Opini oleh : Sri Rajasa, M.BA
SAFRIZAL ZA telah melakukan mall praktek dalam menjalankan tanggung jawabnya sebagai PJ Gubernur Aceh, terkait dengan menggelar seleksi Kepala BPMA melalui panitia seleksi BPMA. PJ Gubernur Aceh secara kasat mata melanggar Pasal 1 angka 7 Peraturan Pemerintah (PP) Nomor 23 Tahun 2015 yang mengamanatkan, seleksi calon Kepala BPMA merupakan kewenangan Gubernur Aceh yang dipilih melalui proses demokratis.
Pj Gubernur Aceh telah bertindak di luar kewenangannya, karena tidak dipilih melalui proses demokrasi. Oleh karenanya keputusan penetapan kepala BPMA, patut dinyatakan cacat hukum, sebab tidak didasari aspek legalitas.
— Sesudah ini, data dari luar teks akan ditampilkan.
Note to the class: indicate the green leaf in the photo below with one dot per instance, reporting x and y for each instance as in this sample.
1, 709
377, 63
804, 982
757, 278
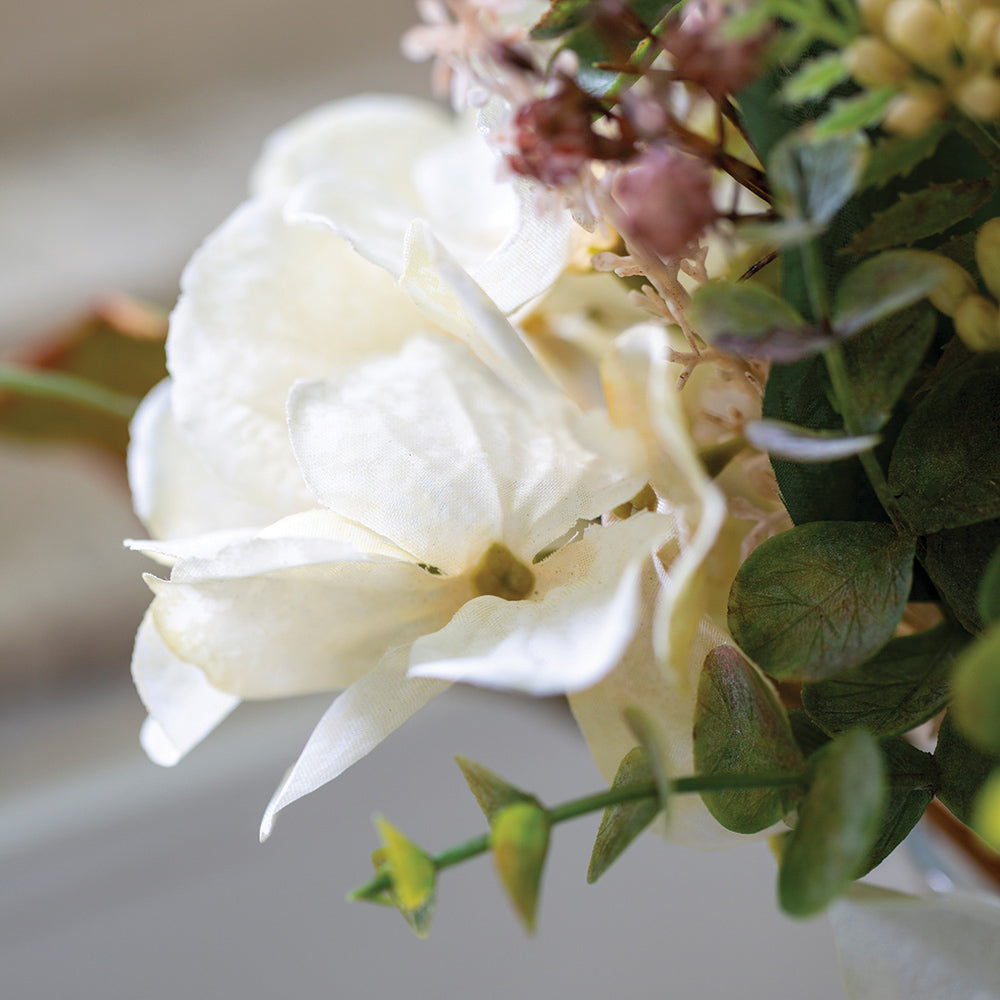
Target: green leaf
956, 561
976, 691
989, 589
815, 79
622, 823
413, 875
814, 179
962, 770
916, 215
744, 318
561, 17
883, 285
821, 598
945, 468
740, 727
882, 359
896, 156
491, 792
646, 731
520, 841
986, 812
800, 444
839, 821
81, 383
903, 685
911, 778
849, 114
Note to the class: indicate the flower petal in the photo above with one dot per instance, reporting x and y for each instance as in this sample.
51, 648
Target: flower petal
364, 715
569, 634
433, 451
265, 303
276, 617
898, 947
183, 706
175, 491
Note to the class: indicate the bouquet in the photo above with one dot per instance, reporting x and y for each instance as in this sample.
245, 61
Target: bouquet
661, 373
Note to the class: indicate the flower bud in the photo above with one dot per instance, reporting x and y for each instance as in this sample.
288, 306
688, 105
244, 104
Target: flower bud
976, 322
956, 285
988, 255
979, 97
912, 114
920, 30
983, 25
873, 64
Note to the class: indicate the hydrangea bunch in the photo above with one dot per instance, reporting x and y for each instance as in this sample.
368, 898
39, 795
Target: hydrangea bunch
659, 376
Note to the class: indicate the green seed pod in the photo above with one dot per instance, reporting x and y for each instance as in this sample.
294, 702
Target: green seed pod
988, 255
976, 322
956, 285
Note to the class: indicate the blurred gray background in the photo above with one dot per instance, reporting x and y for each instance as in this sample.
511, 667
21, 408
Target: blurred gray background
128, 133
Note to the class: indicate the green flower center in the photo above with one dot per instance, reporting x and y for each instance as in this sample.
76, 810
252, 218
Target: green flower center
501, 574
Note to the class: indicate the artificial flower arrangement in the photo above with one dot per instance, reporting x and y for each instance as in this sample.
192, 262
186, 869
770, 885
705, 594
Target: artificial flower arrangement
662, 375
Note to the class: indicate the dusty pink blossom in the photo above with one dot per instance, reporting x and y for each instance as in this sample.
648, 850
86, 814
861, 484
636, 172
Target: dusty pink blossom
702, 54
665, 200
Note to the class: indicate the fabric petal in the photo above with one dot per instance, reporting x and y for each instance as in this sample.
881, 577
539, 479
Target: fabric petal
898, 947
277, 617
364, 715
263, 304
433, 451
569, 634
183, 706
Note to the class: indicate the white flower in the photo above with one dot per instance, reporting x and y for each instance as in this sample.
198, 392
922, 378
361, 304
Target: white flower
439, 484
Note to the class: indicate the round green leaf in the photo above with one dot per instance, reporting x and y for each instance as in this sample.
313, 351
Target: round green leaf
821, 598
839, 822
740, 727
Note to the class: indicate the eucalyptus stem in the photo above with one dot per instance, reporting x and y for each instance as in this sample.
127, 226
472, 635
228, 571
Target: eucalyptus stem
65, 388
837, 369
587, 804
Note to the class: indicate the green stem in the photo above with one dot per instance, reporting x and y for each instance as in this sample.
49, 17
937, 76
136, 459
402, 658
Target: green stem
837, 369
64, 388
588, 804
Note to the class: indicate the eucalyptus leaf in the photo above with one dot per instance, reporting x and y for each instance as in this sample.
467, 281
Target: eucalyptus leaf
821, 598
911, 779
901, 686
945, 467
740, 727
800, 444
520, 841
976, 691
839, 822
917, 215
882, 360
646, 731
491, 792
413, 875
883, 285
622, 823
815, 78
744, 318
956, 561
989, 589
962, 770
814, 179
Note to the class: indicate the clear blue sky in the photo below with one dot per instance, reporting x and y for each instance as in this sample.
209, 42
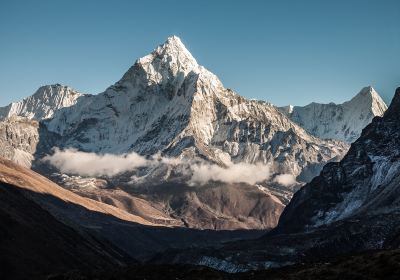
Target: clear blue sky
281, 51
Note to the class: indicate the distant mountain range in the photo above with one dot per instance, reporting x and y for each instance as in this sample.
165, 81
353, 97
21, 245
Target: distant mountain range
185, 131
167, 166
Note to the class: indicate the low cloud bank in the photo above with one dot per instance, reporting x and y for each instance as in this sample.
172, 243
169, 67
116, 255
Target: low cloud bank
286, 180
90, 164
72, 161
235, 173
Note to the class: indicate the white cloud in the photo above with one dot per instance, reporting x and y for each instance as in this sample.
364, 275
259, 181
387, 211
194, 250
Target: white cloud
235, 173
286, 180
73, 161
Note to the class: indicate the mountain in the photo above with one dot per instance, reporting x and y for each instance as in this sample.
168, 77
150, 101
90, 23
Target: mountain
339, 121
18, 139
47, 229
43, 103
177, 119
364, 184
353, 206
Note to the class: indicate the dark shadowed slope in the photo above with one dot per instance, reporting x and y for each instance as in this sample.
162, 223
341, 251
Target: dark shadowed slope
111, 233
34, 243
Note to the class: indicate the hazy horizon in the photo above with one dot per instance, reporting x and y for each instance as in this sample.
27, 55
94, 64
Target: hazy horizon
284, 53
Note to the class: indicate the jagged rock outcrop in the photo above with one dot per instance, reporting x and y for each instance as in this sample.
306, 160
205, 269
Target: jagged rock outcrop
364, 183
18, 139
43, 103
167, 105
339, 121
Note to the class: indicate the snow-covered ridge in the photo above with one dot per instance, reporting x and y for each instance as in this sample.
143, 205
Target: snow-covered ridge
43, 103
168, 103
339, 121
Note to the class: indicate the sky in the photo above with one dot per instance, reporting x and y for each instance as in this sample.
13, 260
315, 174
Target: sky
284, 52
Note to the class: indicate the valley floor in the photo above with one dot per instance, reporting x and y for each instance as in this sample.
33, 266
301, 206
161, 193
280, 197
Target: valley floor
371, 265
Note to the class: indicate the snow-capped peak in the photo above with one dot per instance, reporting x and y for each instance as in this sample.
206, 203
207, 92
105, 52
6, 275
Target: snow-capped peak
170, 63
369, 99
339, 121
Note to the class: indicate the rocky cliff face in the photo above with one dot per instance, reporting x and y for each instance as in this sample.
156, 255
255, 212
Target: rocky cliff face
365, 182
167, 106
168, 103
43, 103
339, 121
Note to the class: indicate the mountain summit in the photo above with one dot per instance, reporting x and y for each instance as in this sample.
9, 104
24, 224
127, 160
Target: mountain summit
43, 103
167, 107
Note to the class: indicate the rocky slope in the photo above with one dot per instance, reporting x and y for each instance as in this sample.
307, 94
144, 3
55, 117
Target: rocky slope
116, 235
43, 103
365, 182
18, 139
177, 118
352, 206
339, 121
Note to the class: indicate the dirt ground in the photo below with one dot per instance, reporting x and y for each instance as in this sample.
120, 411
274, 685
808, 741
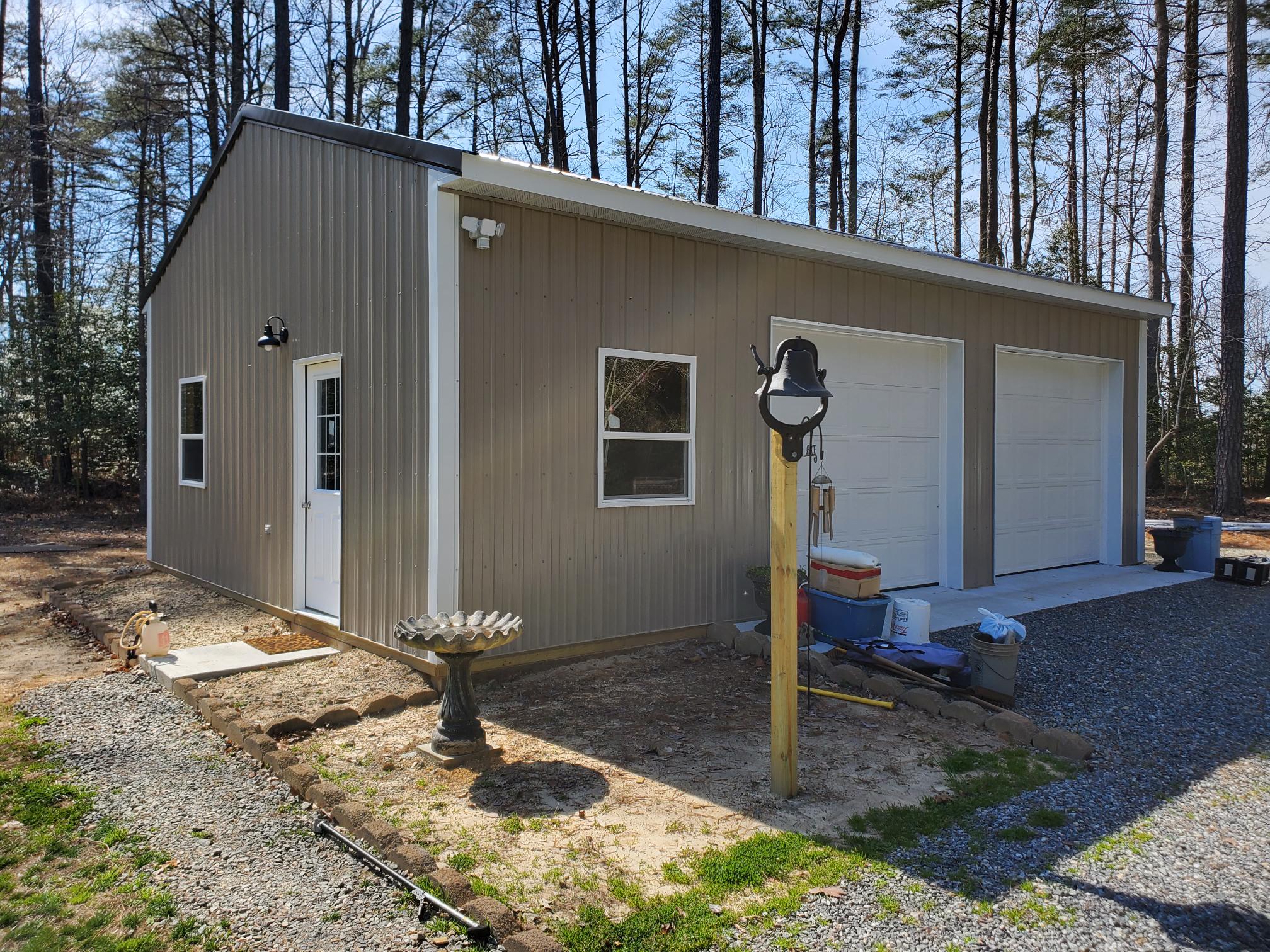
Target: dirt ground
196, 616
33, 649
307, 687
612, 768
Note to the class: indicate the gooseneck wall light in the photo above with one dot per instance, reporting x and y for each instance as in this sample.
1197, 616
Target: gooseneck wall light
794, 375
271, 339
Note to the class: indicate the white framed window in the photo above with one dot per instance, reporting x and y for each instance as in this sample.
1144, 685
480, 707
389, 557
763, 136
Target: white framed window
648, 419
192, 432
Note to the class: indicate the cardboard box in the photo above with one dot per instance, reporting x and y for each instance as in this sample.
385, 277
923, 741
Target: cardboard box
847, 583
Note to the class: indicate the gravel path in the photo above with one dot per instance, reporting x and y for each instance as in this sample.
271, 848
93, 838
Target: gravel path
1167, 839
256, 864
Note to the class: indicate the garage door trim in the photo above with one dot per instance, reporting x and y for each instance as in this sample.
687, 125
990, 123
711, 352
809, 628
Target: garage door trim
951, 432
1112, 545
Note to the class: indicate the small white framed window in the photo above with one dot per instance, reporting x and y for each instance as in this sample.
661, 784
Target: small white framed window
648, 419
192, 432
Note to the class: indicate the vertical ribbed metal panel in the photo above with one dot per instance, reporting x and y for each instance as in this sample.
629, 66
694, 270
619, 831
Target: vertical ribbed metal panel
333, 239
535, 309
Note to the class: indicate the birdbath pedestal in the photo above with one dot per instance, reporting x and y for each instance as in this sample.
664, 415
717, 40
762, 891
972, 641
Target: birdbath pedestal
459, 640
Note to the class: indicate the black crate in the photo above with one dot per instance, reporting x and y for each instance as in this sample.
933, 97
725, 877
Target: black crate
1246, 572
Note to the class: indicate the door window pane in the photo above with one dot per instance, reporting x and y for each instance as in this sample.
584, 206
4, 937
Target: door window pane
328, 447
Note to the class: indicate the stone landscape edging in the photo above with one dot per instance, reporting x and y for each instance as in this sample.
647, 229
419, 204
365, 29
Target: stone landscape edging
1006, 725
360, 820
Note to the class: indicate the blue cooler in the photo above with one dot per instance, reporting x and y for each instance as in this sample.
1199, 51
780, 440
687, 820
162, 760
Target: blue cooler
849, 618
1204, 546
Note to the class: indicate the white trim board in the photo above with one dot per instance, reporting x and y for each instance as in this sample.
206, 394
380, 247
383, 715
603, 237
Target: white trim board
445, 445
951, 433
147, 310
299, 470
520, 182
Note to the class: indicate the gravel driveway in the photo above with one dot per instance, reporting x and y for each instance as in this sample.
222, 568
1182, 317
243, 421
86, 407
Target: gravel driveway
1167, 838
244, 852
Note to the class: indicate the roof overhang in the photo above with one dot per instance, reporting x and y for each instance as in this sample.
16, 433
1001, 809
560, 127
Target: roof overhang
511, 181
505, 179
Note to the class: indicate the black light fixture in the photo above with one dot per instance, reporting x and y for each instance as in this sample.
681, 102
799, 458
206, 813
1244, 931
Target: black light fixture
796, 373
270, 341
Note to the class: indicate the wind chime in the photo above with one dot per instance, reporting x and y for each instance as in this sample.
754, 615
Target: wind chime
821, 501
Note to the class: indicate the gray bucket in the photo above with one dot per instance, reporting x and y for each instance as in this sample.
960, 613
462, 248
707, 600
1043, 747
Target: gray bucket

Disisi lain masa jabatan PJ Gubernur Aceh tinggal menghitung hari, lantas apa urgensinya PJ Gubernur Aceh menggelar seleksi calon kepala BPMA, mengingat Kepala BPMA saat itu, Teuku Muhammad Faisal, masih memiliki sisa masa jabatan satu tahun setelah diperpanjang oleh Menteri ESDM hingga 25 November 2025.
Kebijakan Pj Gubernur Aceh tersebut, patut diduga ada niat terselubung untuk mengeksploitasi BPMA, sebagai badan pengelola migas Aceh yang selama ini prestasinya hanya menggelar karpet merah bagi oligarki tambang.
Terlebih lagi penerbitan SK kepala BPMA yang dikeluarkan oleh Menteri ESDM, ditengarai ada kongkalikong pihak-pihak tertentu yang berlindung dibalik bendera partai dan antek-antek oligarki tambang. Sejauh ini kehadiran BPMA di Aceh, alih-alih mengayomi usaha rakyat Aceh disektor pertambangan minyak yang kerapkali menjadi sapi perahan oknum aparat hukum, justru lebih terlihat sebagai kacung para investor kakap.
Disinyalir ada oknum BPMA yang membiarkan usaha tambang minyak rakyat tetap illegal, karena oknum BPMA memperoleh rente dari usaha rakyat tersebut.
Jika keberadaan BPMA tidak membawa perubahan bagi kesejahteraan rakyat Aceh, tapi semata-mata hanya perpanjangan tangan oligarki tambang dan pemerintah pusat, seyogyanya perlu dipertimbangkan untuk dibekukan sementara waktu operasional BPMA.